I decided to purchase a Sun Ray 1 off of eBay several days ago for $20, which arrived yesterday. After spending about an hour or so reading the documentation, installing, and configuring the Sun Ray Server Software (SRSS) on my Ultra 2 (laplace), I finally had my Sun Ray up and running. I simply plugged it in, authenticated, and logged into JDS. To be over Fast Ethernet, the drawing of the desktop was extremely fast, and the only time it seemed to sputter was when a window refreshed quickly, such as displaying a directory, prstat(1) refreshing, and video to some extent. I decided to play a small MPEG2 file that was low-res, and performance was excellent. Audio quality seemed to be fair, as I played some music that I had on laplace, which is my file server.
The Sun Ray 1 comes with 4 USB ports and two of those are used for the keyboard and mouse. This leaves the other 2 for USB peripherals such as a removable drive and printer. I plugged in my thumb drive, and it mounted somewhere in
/tmp/SUNWut without a problem. It would've been nice for Nautilus in JDS to have detected it and presented an icon on the desktop for the drive, but that didn't happen. Next, I plugged in my HP LaserJet 1300, which created a device node in
/tmp/SUNWut/units/IEEE802.MACID/dev/printers/. I used
/usr/sadm/admin/bin/printmgr to configure the printer, and lpstat(1) had no problems seething the printer. I printed a few test pages and all worked well.
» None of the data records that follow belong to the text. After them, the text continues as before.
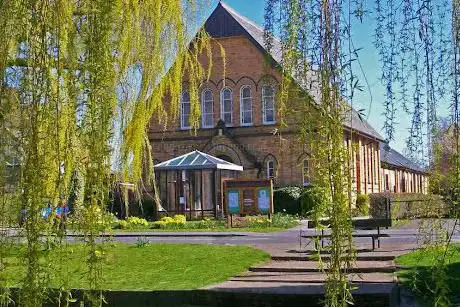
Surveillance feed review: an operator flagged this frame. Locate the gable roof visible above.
[380,143,427,174]
[204,1,384,141]
[153,150,243,171]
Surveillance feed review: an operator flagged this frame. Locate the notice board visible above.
[222,179,273,215]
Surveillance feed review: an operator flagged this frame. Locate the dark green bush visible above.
[356,194,369,216]
[300,185,326,216]
[273,187,302,215]
[369,193,447,219]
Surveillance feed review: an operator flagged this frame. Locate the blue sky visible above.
[207,0,447,152]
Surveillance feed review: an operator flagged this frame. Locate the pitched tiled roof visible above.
[204,1,383,140]
[380,143,426,173]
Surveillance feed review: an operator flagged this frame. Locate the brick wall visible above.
[149,36,380,193]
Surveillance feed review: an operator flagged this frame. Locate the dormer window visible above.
[220,88,233,126]
[240,86,252,126]
[262,85,275,125]
[201,90,214,128]
[180,91,190,129]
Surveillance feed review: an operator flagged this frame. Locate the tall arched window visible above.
[240,86,252,126]
[262,85,275,124]
[267,160,275,179]
[201,90,214,128]
[180,91,190,129]
[302,159,310,187]
[220,88,233,126]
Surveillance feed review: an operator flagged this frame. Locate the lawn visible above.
[111,213,300,232]
[0,243,269,290]
[395,244,460,306]
[111,226,289,233]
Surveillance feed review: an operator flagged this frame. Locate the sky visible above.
[203,0,448,158]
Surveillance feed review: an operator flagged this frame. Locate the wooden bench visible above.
[301,219,391,250]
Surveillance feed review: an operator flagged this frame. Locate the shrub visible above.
[116,216,149,229]
[273,187,302,215]
[126,216,149,228]
[356,194,369,216]
[246,215,271,228]
[118,220,128,229]
[270,213,300,228]
[369,193,448,219]
[244,212,299,228]
[300,186,326,216]
[153,214,187,229]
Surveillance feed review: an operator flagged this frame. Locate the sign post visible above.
[222,179,273,227]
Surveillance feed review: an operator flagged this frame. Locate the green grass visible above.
[112,227,288,233]
[395,244,460,306]
[0,243,269,290]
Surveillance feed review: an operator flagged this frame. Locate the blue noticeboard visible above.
[227,190,241,214]
[257,188,271,213]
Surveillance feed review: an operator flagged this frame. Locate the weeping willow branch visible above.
[0,0,210,306]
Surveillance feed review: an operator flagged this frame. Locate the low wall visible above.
[5,285,394,307]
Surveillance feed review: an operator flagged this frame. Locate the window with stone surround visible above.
[201,90,214,128]
[220,87,233,126]
[240,86,252,126]
[302,159,310,187]
[262,85,275,125]
[180,91,191,129]
[267,160,275,179]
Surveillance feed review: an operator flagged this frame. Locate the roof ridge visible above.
[219,0,281,44]
[219,1,264,31]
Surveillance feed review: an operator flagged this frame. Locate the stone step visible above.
[249,261,395,273]
[271,253,396,261]
[231,272,395,284]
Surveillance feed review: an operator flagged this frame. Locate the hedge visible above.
[273,187,303,215]
[273,186,324,216]
[369,193,448,219]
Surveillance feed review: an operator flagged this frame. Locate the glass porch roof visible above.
[153,150,243,171]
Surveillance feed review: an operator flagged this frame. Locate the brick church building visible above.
[149,2,426,214]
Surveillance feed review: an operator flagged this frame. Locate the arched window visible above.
[262,85,275,125]
[240,86,252,126]
[302,159,310,187]
[180,91,190,129]
[267,160,275,179]
[220,88,233,126]
[201,90,214,128]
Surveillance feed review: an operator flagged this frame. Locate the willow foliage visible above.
[0,0,209,306]
[265,0,460,306]
[376,0,460,306]
[265,0,354,306]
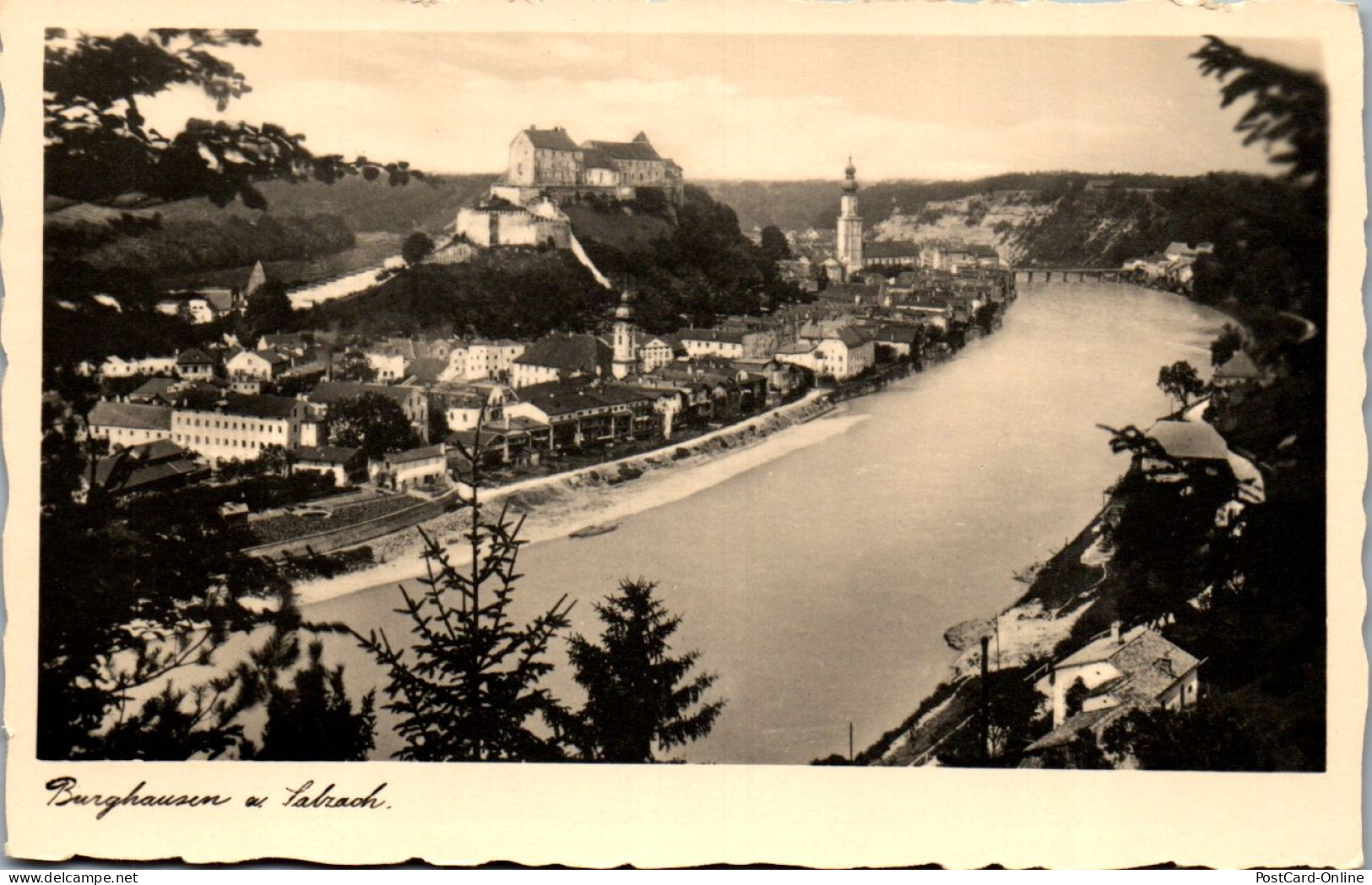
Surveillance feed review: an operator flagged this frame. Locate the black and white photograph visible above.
[7,4,1364,861]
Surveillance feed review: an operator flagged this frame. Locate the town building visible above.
[86,399,171,448]
[224,350,291,382]
[99,356,176,377]
[1027,622,1205,755]
[176,347,218,382]
[511,334,615,389]
[1210,350,1262,389]
[95,439,210,496]
[291,446,366,486]
[505,377,660,452]
[862,240,919,268]
[309,382,428,441]
[171,391,318,464]
[369,443,447,491]
[775,325,876,382]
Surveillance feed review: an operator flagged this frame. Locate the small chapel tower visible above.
[834,156,862,280]
[610,292,638,378]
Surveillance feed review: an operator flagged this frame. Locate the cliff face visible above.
[873,191,1169,266]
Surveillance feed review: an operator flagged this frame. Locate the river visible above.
[306,283,1224,763]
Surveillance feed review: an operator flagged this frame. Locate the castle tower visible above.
[834,156,862,280]
[610,292,638,378]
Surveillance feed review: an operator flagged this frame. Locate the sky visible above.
[143,31,1320,181]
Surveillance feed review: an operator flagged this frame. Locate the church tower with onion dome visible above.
[610,292,638,378]
[834,156,862,281]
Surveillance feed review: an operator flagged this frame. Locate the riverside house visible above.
[369,443,447,490]
[1025,622,1205,755]
[505,378,660,452]
[176,347,218,382]
[511,334,615,388]
[291,446,366,486]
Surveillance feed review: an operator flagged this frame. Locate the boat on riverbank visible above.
[567,523,619,538]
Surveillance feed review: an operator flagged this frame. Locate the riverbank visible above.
[295,389,854,605]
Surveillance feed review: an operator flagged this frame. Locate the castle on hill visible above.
[453,126,683,253]
[491,126,683,206]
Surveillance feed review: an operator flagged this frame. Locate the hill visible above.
[708,173,1293,266]
[296,187,800,339]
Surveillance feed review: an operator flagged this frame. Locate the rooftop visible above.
[295,446,362,464]
[174,389,298,419]
[514,328,613,375]
[88,399,171,431]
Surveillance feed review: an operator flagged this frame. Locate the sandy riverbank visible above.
[295,391,862,605]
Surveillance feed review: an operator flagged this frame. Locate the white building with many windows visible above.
[171,394,318,464]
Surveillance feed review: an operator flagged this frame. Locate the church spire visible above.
[610,290,638,378]
[843,154,858,193]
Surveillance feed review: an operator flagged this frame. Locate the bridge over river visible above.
[1012,268,1131,283]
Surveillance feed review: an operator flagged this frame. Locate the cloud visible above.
[133,33,1311,180]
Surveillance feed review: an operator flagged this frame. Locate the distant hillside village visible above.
[72,144,1016,559]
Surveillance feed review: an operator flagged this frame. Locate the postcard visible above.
[0,0,1367,867]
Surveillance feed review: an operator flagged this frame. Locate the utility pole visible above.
[981,635,990,762]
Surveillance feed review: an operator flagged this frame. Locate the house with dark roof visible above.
[1025,622,1205,755]
[95,439,210,496]
[404,356,447,387]
[291,446,366,486]
[516,377,661,452]
[368,443,447,490]
[176,347,218,380]
[171,389,318,464]
[309,382,428,441]
[86,399,171,448]
[127,377,188,406]
[862,240,919,268]
[1210,350,1262,389]
[511,334,615,389]
[224,350,291,382]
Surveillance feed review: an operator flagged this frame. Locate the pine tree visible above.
[354,422,572,762]
[564,579,724,763]
[255,641,376,762]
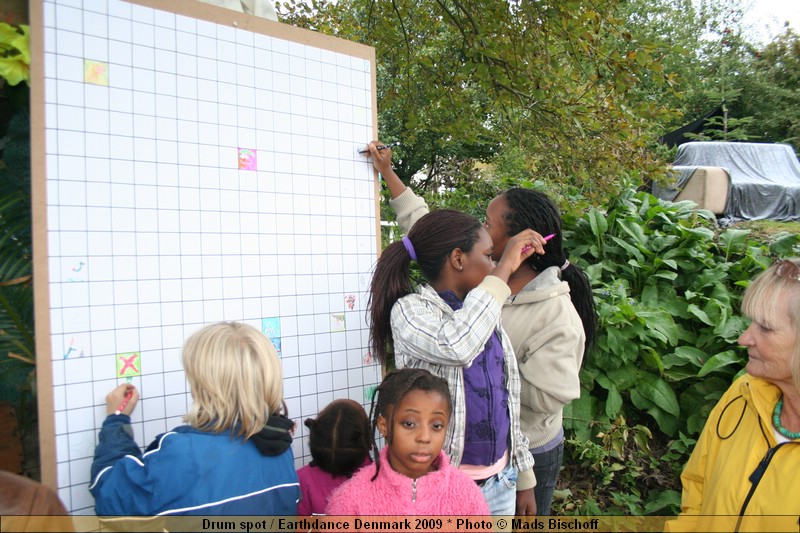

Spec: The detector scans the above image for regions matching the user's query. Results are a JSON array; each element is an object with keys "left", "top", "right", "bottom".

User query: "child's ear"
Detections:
[
  {"left": 450, "top": 248, "right": 464, "bottom": 271},
  {"left": 377, "top": 415, "right": 389, "bottom": 437}
]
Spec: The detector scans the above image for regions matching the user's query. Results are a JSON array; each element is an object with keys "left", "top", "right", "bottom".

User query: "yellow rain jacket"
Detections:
[{"left": 665, "top": 374, "right": 800, "bottom": 532}]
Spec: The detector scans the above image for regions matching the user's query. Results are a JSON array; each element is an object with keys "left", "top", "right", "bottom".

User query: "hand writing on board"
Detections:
[{"left": 106, "top": 383, "right": 139, "bottom": 415}]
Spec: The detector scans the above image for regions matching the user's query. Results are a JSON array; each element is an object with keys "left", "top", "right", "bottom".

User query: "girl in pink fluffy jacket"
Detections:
[{"left": 326, "top": 368, "right": 490, "bottom": 516}]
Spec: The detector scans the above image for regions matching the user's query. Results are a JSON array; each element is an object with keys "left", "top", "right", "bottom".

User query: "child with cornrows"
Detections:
[
  {"left": 368, "top": 141, "right": 597, "bottom": 515},
  {"left": 369, "top": 197, "right": 545, "bottom": 515},
  {"left": 326, "top": 368, "right": 489, "bottom": 516},
  {"left": 297, "top": 398, "right": 372, "bottom": 516}
]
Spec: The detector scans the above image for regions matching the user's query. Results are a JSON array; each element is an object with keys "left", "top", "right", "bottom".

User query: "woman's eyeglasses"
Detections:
[{"left": 775, "top": 259, "right": 800, "bottom": 281}]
Afterwards, I decided to play around with the Sun Ray's session mobility capabilities, which allow you to move back and fourth between multiple Sun Rays and maintain the same desktop session (Sun calls this 'hot-desking'). This is meant to be done with using smartcards and the Sun Ray's smartcard reader, but I don't have any smartcards, yet. Using utpolicy(1) one can enable mobile session support without using smartcards, and just using plain, login-based authentication. I decided to play an audio file, pause the session by using Shift-Pause, and login in again. After doing so, my session re-appeared, and the audio resumed playing on the Sun Ray's internal speaker (the Sun Ray has audio output, as well, so you can hook up a real pair of speakers).
I'm planning on acquiring at least another Sun Ray, so I can test a multihead configuration (you can combine two or more Sun Rays and share a session across them for multi-head functionality), and some smartcards. I've found some IBM GEMPLUS cards on eBay that seem to be supported, but if anyone knows of a vendor that'll sell me 5 or 10 PayFlex cards (the same cards Sun sells in bulk for the Sun Ray), leave me a comment or email me.
Tangent to this post, I wish the university I attend (Lambuth University) would deploy at least a small amount of Sun Rays in some of the labs. From my understanding, each lab we have (there's about 5 labs total, I think) is upgraded every 3 years. This means all 10 or 20 systems that may be in the lab are upgraded to new systems, and the last purchase was around $600-$700/system. This is outrageous considering that a Sun Ray 1 goes for $20 on eBay, and its not hard to find an auction that's for a bulk load of them. We have a fairly large Windows deployment at the university that makes no use of Active Directory, so each system is its own entity to be administered. When software needs to be installed on a lab, it must be installed on each individual system, which implies there's significant administrative overhead involved in administering the university's network. Because Sun Rays simply use a single server or multiple servers running the Sun Ray Server Software, administration overhead is minimized -- if you want to install software, you install it on the 1 or 2 servers, and its immediately usable to everyone on the Sun Ray network.
Moreso, certain faculty members at the university are still using 10-year-old systems running Windows 95 or 98. This is completely unacceptable, considering Sun Rays could be deployed with a decent resolution, and utilize the performance of the Sun Ray server. Faculty members upgrading from these old computers to a Sun Ray would gain desk space, functionality, and performance, and still be able to accomplish their work, as 95% of the workload at Lambuth is word processing, browsing the Internet, and checking email.
Once I get my second Sun Ray, I think I'll ask the IT staff, and several faculty members to observe a demo of what we, the university, could have for minimal cost and maximum functionality.